The transportation sector boasted the largest average deal size this quarter, at USD226m, assisted by the USD742m joint sale by port operator DP World of a 75% stake in CSX World Terminals Hong Kong Co., ATL Logistics Centre, a Hong Kong-based warehousing service company, and Asia Container Terminals Holdings Ltd, a Cayman Islands-incorporated port operation holding company.
The report also revealed that the construction of buildings, a high growth sector, doubled in value from a year ago, despite deal volume decreasing from 13 transactions in Q1 2012 to 10 in Q1 2013.
Minority stake transactions popular; IPOs hold steady
Minority stakes dominated offshore activity again this quarter, accounting for 61% of all deals done, or 274 out of the 448 transactions recorded in the period. Furthermore, minority stakes accounted for one of every two dollars spent offshore, with an aggregate deal value of USD13.9bn out of the USD27.9bn total for the three-month period. Acquisitions, meanwhile, accounted for a third of deals announced by both volume and value, with 143 transactions completed.
“The fact that 32% of dollars went into acquisitions this quarter as against just 26% for the same period last year, suggests some room for optimism,” said Adderley. “Whole-business transactions are undoubtedly riskier than the more popular minority stake deals, which afford investors a piece of their chosen target business, industry or geography, while limiting exposure. Given the macroeconomic conditions we find ourselves facing, it is no surprise that minority stake deals are dominant, and indeed we expect this to continue, but we believe that the gradual return of investors willing to put money to work in acquisitions is a good sign.”

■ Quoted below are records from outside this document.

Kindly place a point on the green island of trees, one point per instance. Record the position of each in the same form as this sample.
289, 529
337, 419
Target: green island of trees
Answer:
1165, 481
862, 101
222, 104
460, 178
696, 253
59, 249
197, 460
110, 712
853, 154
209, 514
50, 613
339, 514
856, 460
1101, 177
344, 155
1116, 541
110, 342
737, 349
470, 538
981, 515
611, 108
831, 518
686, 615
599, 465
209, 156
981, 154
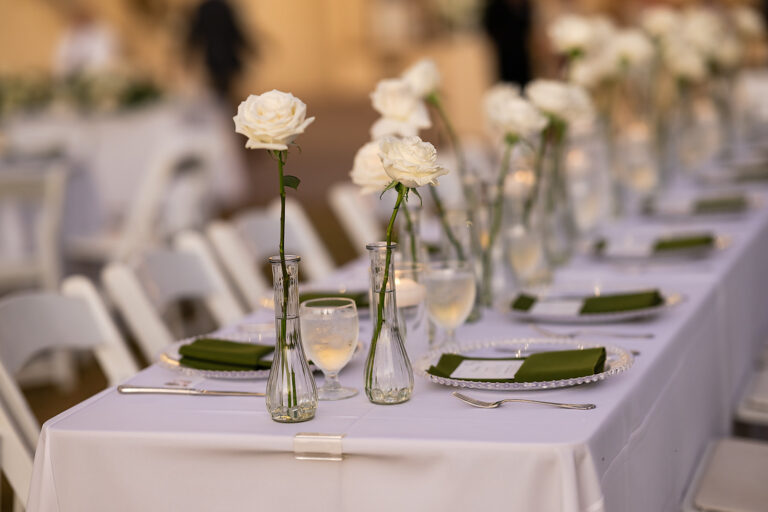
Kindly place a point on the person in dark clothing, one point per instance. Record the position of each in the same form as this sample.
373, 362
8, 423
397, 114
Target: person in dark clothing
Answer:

IPOs, meanwhile, have remained steady, with eight announced this quarter compared to 14 in the preceding three months. Looking ahead to the second quarter of 2013, two of the five largest rumoured transactions pending offshore are IPOs.
BVI market continues to top deals by acquirer
BVI acquirers spent more than twice as much money this quarter as they did in Q4, completing 125 deals out of a total 352 transactions recorded, worth an aggregate value of USD13.1bn. The USD7.8bn takeover of Singapore’s Fraser & Neave by BVI-incorporated TCC Assets was the largest offshore acquirer deal completed this quarter.

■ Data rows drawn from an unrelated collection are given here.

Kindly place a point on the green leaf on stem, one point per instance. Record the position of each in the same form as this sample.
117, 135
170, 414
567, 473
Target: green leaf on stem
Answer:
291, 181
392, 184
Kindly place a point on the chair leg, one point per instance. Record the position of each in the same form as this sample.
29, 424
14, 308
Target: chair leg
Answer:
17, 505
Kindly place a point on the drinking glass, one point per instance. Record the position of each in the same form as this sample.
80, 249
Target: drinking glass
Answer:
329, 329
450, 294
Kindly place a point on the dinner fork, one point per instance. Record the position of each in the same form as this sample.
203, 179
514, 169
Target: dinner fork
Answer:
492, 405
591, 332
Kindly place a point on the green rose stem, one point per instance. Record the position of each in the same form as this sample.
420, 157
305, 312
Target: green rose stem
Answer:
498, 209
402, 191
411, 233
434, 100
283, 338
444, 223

In contrast to the BVI, just about all other offshore markets saw deal values decline in Q1 2013 as against Q4 2012, particularly Hong Kong and Jersey where values dropped 50% and 99.5% respectively. It should be noted, however, that one of the largest global deals of 2012, the USD33bn purchase of Xstrata by Jersey-based Glencore, took place in Q4.
Global market comparison
The offshore M&A market continues to perform relatively robustly on the international stage, with the offshore market ranking ninth on the list for deal volume activity and sixth by value this quarter, accounting for 3% of the global total of USD909bn. At USD62m, the offshore market has generated the fourth highest average deal size, considerably ahead of Western Europe at USD40m and Asia at USD39m.

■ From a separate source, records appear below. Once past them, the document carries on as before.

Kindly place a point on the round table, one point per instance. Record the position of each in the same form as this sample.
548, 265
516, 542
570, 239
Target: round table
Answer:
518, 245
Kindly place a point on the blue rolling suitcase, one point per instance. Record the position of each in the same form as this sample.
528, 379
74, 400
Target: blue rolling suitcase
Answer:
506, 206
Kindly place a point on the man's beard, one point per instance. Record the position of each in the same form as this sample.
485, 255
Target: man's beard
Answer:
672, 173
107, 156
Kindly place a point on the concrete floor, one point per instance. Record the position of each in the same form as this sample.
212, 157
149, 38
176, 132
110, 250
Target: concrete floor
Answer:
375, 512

“We continue to find these regional statistics encouraging from an offshore point of view, and going forward we expect the offshore financial centres to continue to perform strongly on the international stage,” said Woo. “That said, as and when a deeper global recovery takes hold of the M&A market, we will not be surprised to see the performance of our markets eclipsed by larger relative growth of onshore economies, and perhaps the 35% aggregate deal value growth seen in North America in Q1 2013 against a year ago should give us all a reason to be cheerful.”